The industrial power’s economy contracted in the second quarter, surprising most experts and economic institutes, who had expected stagnation or modest growth. Germany’s weakness is becoming chronic. It has been fluctuating slightly above and below zero since the spring of 2022, and no significant improvement is expected in the third quarter of this year, says Klaus Wohlrabe, research director at the Ifo economic institute. “The German economy is trapped in a crisis,” he says.

This is due to a lack of investment, says Thorduar: “The German economy has the potential to create new companies and markets, but this process is slowed down by poor infrastructure, gaps in digitalisation, too much bureaucracy and slow capital markets. This slows down the dynamism and turnover of companies. Example: of the 40 largest companies listed on the German DAX index, 23 were founded in the 19th century or earlier, and only two were founded this century. “This is the long-term damage from the absolute lack of public investment or reforms over the past 15 years.” The researcher calculates, for example, that the railway network needs investment of 45 billion euros by 2027 and regrets that “net expenditure on higher education increased by less than 1% adjusted for inflation between 2010 and 2018, compared to 6% between 2010 and 2018.” The Netherlands, 15% in the US and a staggering 116% in Estonia.”

The lack of investment is holding back the economy, says Wohlrabe, who blames the uncertainty of economic policy. “We know from our surveys that more than 40% of companies report a lack of orders.” Meanwhile, private consumption is not growing, despite rising wages. “Consumers are somewhat reserved when it comes to spending. There is some caution regarding the inflation rate, which has increased slightly. German consumers are very sensitive to inflation,” he recalls in an interview with EL PAÍS.

Germany also has problems with competitiveness, emphasizes Jens Boysen-Hogrefe, a professor at the University of Kiel, “which has not improved in recent years.” China’s competitive advantage is of particular concern in Germany. “The aggressive strategies of the Chinese manufacturing sector affect Germany more than other countries because the Asian country focuses on the automotive industry, machinery and equipment, and these are precisely the sectors in which Germany was strong,” he notes.

For Boysen-Hogrefe, weak exports and an ageing population are the main explanations for Germany’s economic situation. “Politicians must do everything necessary to increase public investment, because if Germany’s competitiveness is weak, it is largely due to the lack of adequate infrastructure,” he notes.

Meanwhile, voices are growing that blame the debt brake, the debt limit included in the German constitution, for the economic situation. According to experts at the Hans Böckler Foundation’s Institute for Macroeconomics (IMK), who are linked to trade unions, this limit hinders decisive investments in the energy transition and infrastructure.

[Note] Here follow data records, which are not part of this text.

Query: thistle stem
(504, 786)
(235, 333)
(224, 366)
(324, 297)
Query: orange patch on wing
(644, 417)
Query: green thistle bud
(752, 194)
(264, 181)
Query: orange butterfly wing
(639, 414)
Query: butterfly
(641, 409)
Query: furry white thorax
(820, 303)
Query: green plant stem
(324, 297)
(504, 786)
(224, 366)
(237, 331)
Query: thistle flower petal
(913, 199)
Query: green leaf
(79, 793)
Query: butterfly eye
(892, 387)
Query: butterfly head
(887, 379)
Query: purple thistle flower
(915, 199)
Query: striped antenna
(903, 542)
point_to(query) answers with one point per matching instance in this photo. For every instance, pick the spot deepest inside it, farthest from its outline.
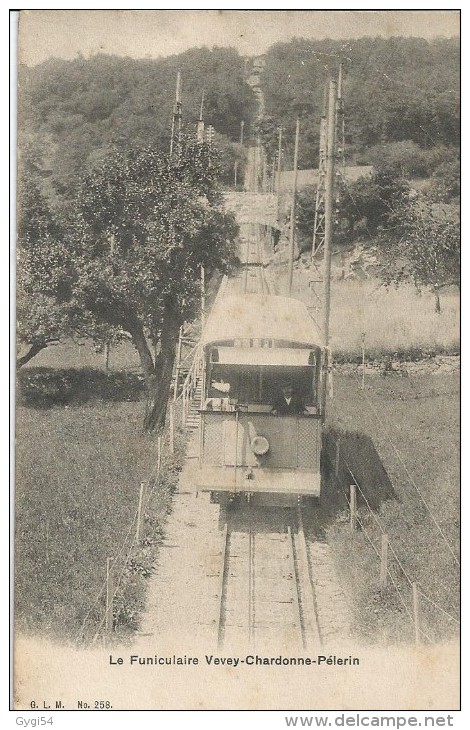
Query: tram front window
(279, 391)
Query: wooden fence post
(109, 596)
(384, 562)
(172, 429)
(353, 507)
(363, 349)
(416, 611)
(178, 364)
(337, 455)
(140, 517)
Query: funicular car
(260, 352)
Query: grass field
(78, 476)
(393, 320)
(414, 426)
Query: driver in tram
(287, 402)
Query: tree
(145, 225)
(44, 311)
(374, 200)
(427, 252)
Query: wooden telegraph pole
(329, 208)
(177, 116)
(278, 181)
(329, 217)
(292, 210)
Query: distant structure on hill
(310, 177)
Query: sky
(153, 33)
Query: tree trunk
(34, 350)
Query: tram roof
(259, 316)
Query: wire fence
(386, 566)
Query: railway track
(252, 278)
(266, 595)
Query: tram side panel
(228, 461)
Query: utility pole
(319, 222)
(242, 124)
(292, 211)
(200, 124)
(279, 165)
(329, 209)
(177, 116)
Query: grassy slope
(77, 487)
(392, 319)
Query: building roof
(259, 316)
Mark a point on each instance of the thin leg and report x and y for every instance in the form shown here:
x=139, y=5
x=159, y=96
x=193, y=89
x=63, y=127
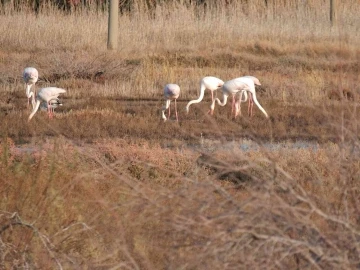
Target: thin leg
x=233, y=106
x=251, y=105
x=169, y=111
x=211, y=111
x=177, y=119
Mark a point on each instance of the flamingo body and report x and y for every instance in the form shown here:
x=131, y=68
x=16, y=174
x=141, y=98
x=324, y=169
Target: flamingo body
x=30, y=76
x=50, y=96
x=243, y=85
x=210, y=83
x=171, y=92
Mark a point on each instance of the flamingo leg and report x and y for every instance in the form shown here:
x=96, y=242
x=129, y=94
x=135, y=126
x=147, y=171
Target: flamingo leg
x=211, y=111
x=251, y=105
x=233, y=106
x=177, y=119
x=169, y=111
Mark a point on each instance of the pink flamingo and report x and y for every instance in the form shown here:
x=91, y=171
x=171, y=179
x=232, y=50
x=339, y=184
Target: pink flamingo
x=243, y=85
x=30, y=76
x=211, y=83
x=171, y=92
x=243, y=92
x=48, y=95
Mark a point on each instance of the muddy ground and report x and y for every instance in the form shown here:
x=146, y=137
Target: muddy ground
x=94, y=118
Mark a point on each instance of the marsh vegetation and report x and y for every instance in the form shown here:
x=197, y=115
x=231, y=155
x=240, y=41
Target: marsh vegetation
x=107, y=184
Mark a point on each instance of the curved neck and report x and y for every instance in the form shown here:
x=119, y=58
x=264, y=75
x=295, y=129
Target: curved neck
x=258, y=104
x=37, y=104
x=28, y=87
x=202, y=91
x=223, y=103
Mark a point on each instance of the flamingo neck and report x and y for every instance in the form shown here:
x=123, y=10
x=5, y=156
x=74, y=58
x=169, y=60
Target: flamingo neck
x=202, y=91
x=36, y=107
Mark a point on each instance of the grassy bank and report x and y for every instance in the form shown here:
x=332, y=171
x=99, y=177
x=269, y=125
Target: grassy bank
x=107, y=185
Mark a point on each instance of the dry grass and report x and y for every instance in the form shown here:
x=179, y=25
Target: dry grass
x=107, y=185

Since the debt brake has been suspended since 2020, it has not contributed to the worsening of the economic situation, but “it is true that it could do so in the future,” the Kiel expert notes. “There is a hellish debate going on in Germany with politicians who may not want to explore the public investment options that the debt brake opens up and prefer to maintain the argument that it hinders public investment and thus eliminates it entirely. However, I think that yes, it is very likely that it will act as a brake on public investment in the future,” he explains in a telephone interview.